Emsal Mahkeme Kararı Erzurum Bölge Adliye Mahkemesi 3. Hukuk Dairesi 2023/375 E. 2023/1196 K. 17.07.2023 T.

Görüntülediğiniz mahkeme kararı kesinleşmiş bir karardır.

T.C.
ERZURUM
BÖLGE ADLİYE MAHKEMESİ
3. HUKUK DAİRESİ
DOSYA NO : 2023/375
KARAR NO : 2023/1196
T Ü R K M İ L L E T İ A D I N A
İ S T İ N A F K A R A R I
İNCELENEN KARARIN
MAHKEMESİ : ERZURUM ASLİYE TİCARET MAHKEMESİ
TARİHİ : 20/10/2022 (Karar)
NUMARASI : 2022/140 Esas, 2022/593 Karar
DAVA : İtirazın İptali (Hizmet Sözleşmesinden Kaynaklanan)
Taraflar arasında görülen davanın yapılan yargılaması sonunda; kararda yazılı gerekçeyle davanın kısmen kabulüne karar verilmiş olup, söz konusu karara karşı davacı vekili tarafından istinaf kanun yoluna başvurulması üzerine HMK 353. madde uyarınca dosya üzerinden inceleme yapıldı.
GEREĞİ DÜŞÜNÜLDÜ:
DAVA:
Davacı vekili dava dilekçesinde özetle; Müvekkilinin davalı borçludan alacağından dolayı borçlu aleyhine Erzurum …. İcra Müdürlüğü’nün 2017/…… Esas sayılı dosyasında 23.600,00.-TL anapara ve 1.582,82.-TL tutarında takip yapıldığını, borçlunun borca ve faize itiraz ederek takibin durdurulduğunu, davalının 2017 yılına ait tüm ticari defterleri celbedildiğinde de fatura bedellerinin müvekkiline ödenmediğinin açıkça görüleceğini, davalının HMK 222/5 maddesine göre ticari tüm defter ve elgelerini ibraz etmediğinde iddialarını kabul etmiş sayılacağının, duran icra takbiine devam edilebilmesi ve müvekkilinin alacağını tahsil edebilmeleri için mahkememizce itirazın iptaline, takibin devamına ve borçlunun haksız ve yersiz itirazı nedeni ile % 20’den az olmamak üzere icra inkar tazminatının davalıdan tahsiline karar verilmesini talep ve dava etmiştir.

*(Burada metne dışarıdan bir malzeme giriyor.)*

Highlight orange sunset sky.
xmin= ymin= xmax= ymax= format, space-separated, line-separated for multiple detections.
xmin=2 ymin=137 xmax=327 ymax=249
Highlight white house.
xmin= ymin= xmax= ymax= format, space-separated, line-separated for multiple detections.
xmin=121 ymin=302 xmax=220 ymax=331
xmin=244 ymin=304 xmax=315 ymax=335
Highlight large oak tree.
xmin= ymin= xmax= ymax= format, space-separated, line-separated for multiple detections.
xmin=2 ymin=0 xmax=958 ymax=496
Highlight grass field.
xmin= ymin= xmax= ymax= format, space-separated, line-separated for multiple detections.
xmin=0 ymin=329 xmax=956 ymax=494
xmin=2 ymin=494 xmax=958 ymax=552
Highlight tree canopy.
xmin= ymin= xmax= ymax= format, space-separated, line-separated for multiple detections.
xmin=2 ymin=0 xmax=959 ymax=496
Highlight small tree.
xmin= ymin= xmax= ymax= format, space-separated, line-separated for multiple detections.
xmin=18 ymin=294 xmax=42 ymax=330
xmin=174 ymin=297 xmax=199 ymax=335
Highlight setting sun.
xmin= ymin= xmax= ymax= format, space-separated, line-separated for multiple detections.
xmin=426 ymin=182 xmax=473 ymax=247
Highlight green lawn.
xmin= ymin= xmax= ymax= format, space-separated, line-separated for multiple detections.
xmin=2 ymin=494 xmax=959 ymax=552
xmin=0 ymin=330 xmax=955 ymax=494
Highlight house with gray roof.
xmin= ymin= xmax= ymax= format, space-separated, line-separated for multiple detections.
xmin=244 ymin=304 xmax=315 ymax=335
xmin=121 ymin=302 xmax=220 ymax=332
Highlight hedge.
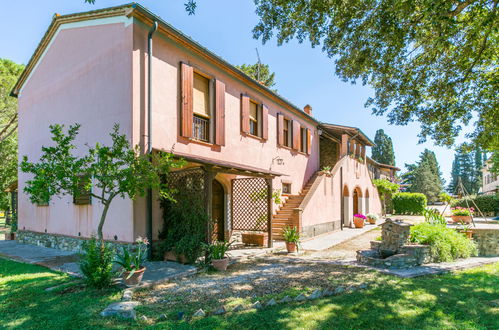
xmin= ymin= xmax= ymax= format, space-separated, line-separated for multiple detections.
xmin=392 ymin=192 xmax=427 ymax=215
xmin=452 ymin=194 xmax=499 ymax=215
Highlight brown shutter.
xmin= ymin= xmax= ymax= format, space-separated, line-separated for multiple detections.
xmin=261 ymin=104 xmax=268 ymax=140
xmin=181 ymin=62 xmax=193 ymax=138
xmin=241 ymin=94 xmax=250 ymax=134
xmin=292 ymin=120 xmax=300 ymax=150
xmin=306 ymin=128 xmax=311 ymax=155
xmin=215 ymin=79 xmax=225 ymax=146
xmin=277 ymin=113 xmax=284 ymax=146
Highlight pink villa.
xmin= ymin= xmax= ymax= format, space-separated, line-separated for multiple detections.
xmin=12 ymin=4 xmax=398 ymax=251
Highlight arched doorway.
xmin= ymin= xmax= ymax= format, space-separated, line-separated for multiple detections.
xmin=365 ymin=189 xmax=370 ymax=214
xmin=353 ymin=187 xmax=362 ymax=215
xmin=212 ymin=179 xmax=225 ymax=241
xmin=341 ymin=185 xmax=350 ymax=226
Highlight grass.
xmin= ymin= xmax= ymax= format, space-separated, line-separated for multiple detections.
xmin=0 ymin=257 xmax=498 ymax=329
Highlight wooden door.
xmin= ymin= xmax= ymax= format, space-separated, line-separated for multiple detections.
xmin=211 ymin=180 xmax=225 ymax=242
xmin=353 ymin=189 xmax=359 ymax=215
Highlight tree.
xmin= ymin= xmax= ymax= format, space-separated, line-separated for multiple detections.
xmin=373 ymin=178 xmax=399 ymax=215
xmin=0 ymin=59 xmax=24 ymax=210
xmin=473 ymin=148 xmax=484 ymax=192
xmin=403 ymin=149 xmax=444 ymax=203
xmin=20 ymin=124 xmax=182 ymax=241
xmin=448 ymin=156 xmax=461 ymax=193
xmin=449 ymin=148 xmax=482 ymax=194
xmin=236 ymin=62 xmax=276 ymax=89
xmin=252 ymin=0 xmax=498 ymax=152
xmin=371 ymin=129 xmax=395 ymax=166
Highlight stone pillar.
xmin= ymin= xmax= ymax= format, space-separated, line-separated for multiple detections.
xmin=343 ymin=196 xmax=351 ymax=227
xmin=341 ymin=134 xmax=349 ymax=157
xmin=361 ymin=145 xmax=366 ymax=161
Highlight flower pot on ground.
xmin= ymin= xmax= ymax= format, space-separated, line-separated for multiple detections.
xmin=282 ymin=226 xmax=300 ymax=253
xmin=451 ymin=207 xmax=474 ymax=224
xmin=206 ymin=240 xmax=232 ymax=271
xmin=353 ymin=214 xmax=366 ymax=228
xmin=366 ymin=213 xmax=379 ymax=225
xmin=456 ymin=221 xmax=474 ymax=239
xmin=241 ymin=232 xmax=268 ymax=246
xmin=114 ymin=237 xmax=149 ymax=287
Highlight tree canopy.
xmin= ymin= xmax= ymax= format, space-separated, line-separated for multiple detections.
xmin=236 ymin=62 xmax=277 ymax=89
xmin=402 ymin=149 xmax=444 ymax=203
xmin=252 ymin=0 xmax=498 ymax=152
xmin=371 ymin=129 xmax=395 ymax=166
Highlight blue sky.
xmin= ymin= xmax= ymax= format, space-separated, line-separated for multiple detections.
xmin=1 ymin=0 xmax=472 ymax=183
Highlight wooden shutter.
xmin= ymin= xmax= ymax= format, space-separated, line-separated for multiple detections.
xmin=261 ymin=104 xmax=268 ymax=140
xmin=306 ymin=128 xmax=311 ymax=155
xmin=215 ymin=79 xmax=225 ymax=146
xmin=292 ymin=120 xmax=301 ymax=150
xmin=241 ymin=94 xmax=250 ymax=134
xmin=73 ymin=175 xmax=91 ymax=205
xmin=277 ymin=113 xmax=284 ymax=146
xmin=181 ymin=62 xmax=193 ymax=138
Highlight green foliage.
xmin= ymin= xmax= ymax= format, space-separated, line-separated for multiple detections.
xmin=235 ymin=62 xmax=276 ymax=90
xmin=452 ymin=194 xmax=499 ymax=215
xmin=205 ymin=241 xmax=232 ymax=261
xmin=20 ymin=123 xmax=181 ymax=240
xmin=373 ymin=179 xmax=399 ymax=214
xmin=253 ymin=1 xmax=498 ymax=152
xmin=449 ymin=147 xmax=483 ymax=194
xmin=392 ymin=192 xmax=427 ymax=215
xmin=79 ymin=237 xmax=115 ymax=289
xmin=410 ymin=223 xmax=477 ymax=262
xmin=114 ymin=237 xmax=149 ymax=279
xmin=158 ymin=190 xmax=208 ymax=264
xmin=403 ymin=149 xmax=444 ymax=203
xmin=282 ymin=226 xmax=300 ymax=244
xmin=0 ymin=58 xmax=24 ymax=210
xmin=371 ymin=129 xmax=395 ymax=166
xmin=439 ymin=192 xmax=454 ymax=204
xmin=366 ymin=213 xmax=379 ymax=222
xmin=423 ymin=208 xmax=446 ymax=226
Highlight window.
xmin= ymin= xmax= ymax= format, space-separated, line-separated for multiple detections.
xmin=73 ymin=175 xmax=92 ymax=205
xmin=300 ymin=127 xmax=309 ymax=153
xmin=192 ymin=72 xmax=211 ymax=141
xmin=282 ymin=183 xmax=291 ymax=194
xmin=249 ymin=101 xmax=259 ymax=136
xmin=283 ymin=118 xmax=291 ymax=147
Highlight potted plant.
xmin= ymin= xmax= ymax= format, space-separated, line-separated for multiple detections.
xmin=456 ymin=221 xmax=474 ymax=239
xmin=366 ymin=213 xmax=379 ymax=225
xmin=353 ymin=214 xmax=366 ymax=228
xmin=206 ymin=241 xmax=232 ymax=271
xmin=451 ymin=207 xmax=473 ymax=224
xmin=114 ymin=237 xmax=149 ymax=286
xmin=282 ymin=226 xmax=300 ymax=253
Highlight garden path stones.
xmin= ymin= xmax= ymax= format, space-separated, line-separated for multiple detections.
xmin=489 ymin=299 xmax=499 ymax=307
xmin=294 ymin=293 xmax=307 ymax=301
xmin=121 ymin=289 xmax=133 ymax=301
xmin=307 ymin=289 xmax=322 ymax=300
xmin=265 ymin=298 xmax=277 ymax=307
xmin=213 ymin=306 xmax=226 ymax=315
xmin=232 ymin=304 xmax=244 ymax=312
xmin=192 ymin=309 xmax=206 ymax=318
xmin=139 ymin=315 xmax=149 ymax=322
xmin=334 ymin=286 xmax=345 ymax=295
xmin=322 ymin=288 xmax=334 ymax=297
xmin=279 ymin=296 xmax=292 ymax=303
xmin=158 ymin=314 xmax=168 ymax=321
xmin=251 ymin=301 xmax=263 ymax=309
xmin=100 ymin=301 xmax=140 ymax=320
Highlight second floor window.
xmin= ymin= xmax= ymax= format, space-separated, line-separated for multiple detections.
xmin=193 ymin=72 xmax=211 ymax=141
xmin=249 ymin=101 xmax=259 ymax=136
xmin=300 ymin=127 xmax=308 ymax=153
xmin=283 ymin=118 xmax=291 ymax=147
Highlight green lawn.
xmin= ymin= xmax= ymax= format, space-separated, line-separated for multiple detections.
xmin=0 ymin=257 xmax=498 ymax=329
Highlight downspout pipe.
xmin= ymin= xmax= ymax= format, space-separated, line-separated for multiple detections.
xmin=146 ymin=21 xmax=158 ymax=259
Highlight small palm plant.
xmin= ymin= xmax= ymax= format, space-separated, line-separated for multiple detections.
xmin=205 ymin=241 xmax=232 ymax=271
xmin=282 ymin=226 xmax=300 ymax=253
xmin=114 ymin=237 xmax=149 ymax=286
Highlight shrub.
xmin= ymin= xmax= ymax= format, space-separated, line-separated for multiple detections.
xmin=79 ymin=237 xmax=115 ymax=289
xmin=409 ymin=223 xmax=477 ymax=262
xmin=423 ymin=208 xmax=446 ymax=225
xmin=452 ymin=194 xmax=498 ymax=215
xmin=392 ymin=192 xmax=427 ymax=215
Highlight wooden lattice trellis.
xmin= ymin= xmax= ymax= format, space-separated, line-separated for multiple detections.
xmin=231 ymin=178 xmax=270 ymax=232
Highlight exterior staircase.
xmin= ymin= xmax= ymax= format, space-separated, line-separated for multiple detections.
xmin=272 ymin=174 xmax=317 ymax=240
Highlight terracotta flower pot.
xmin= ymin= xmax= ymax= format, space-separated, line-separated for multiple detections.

Davacı vekili 02/11/2018 tarihli ıslah dilekçesi ile, davasını ıslah ile 2015-2016-2017 yıllarına ait tüm ticari defter ve belgelerin incelenmesini, yapılan ödemelerin karşılaştırılmasını talep etmiş, 23/01/2019 tarihli celse de davanın alacak davası şeklinde incelenmesini talep ettiği anlaşılmıştır.
CEVAP:
Davalı vekili cevap dilekçesinde özetle; davacı tarafın söz konusu itirazın kaldırılması talebiyle mahkememize başvurmuşsa da bu haksız talebin kaldırılması gerektiğini, müvekkili ile davacı arasında bir takım ticari alış verişin meydana geldiğini ve bu ticari ilişki karşılığında da müvekkili tarafından bütün borçların ödendiğini, davacının yalnızca müvekkilin ticari defterlerine dayandığını, ticari defterlerin incelenmesi halinde müvekkilinin davacıya herhangi bir borcunun olmadığının anlaşılacağını, davacının kötü niyetli olarak takip başlattığını, bu sebeple takibe yapılan itirazın haklı itiraz olduğunu, davacının davasının reddine karar verilerek % 20 den az olmamak üzere kötü niyet tazminatına mahkum edilmesini talep etmiştir.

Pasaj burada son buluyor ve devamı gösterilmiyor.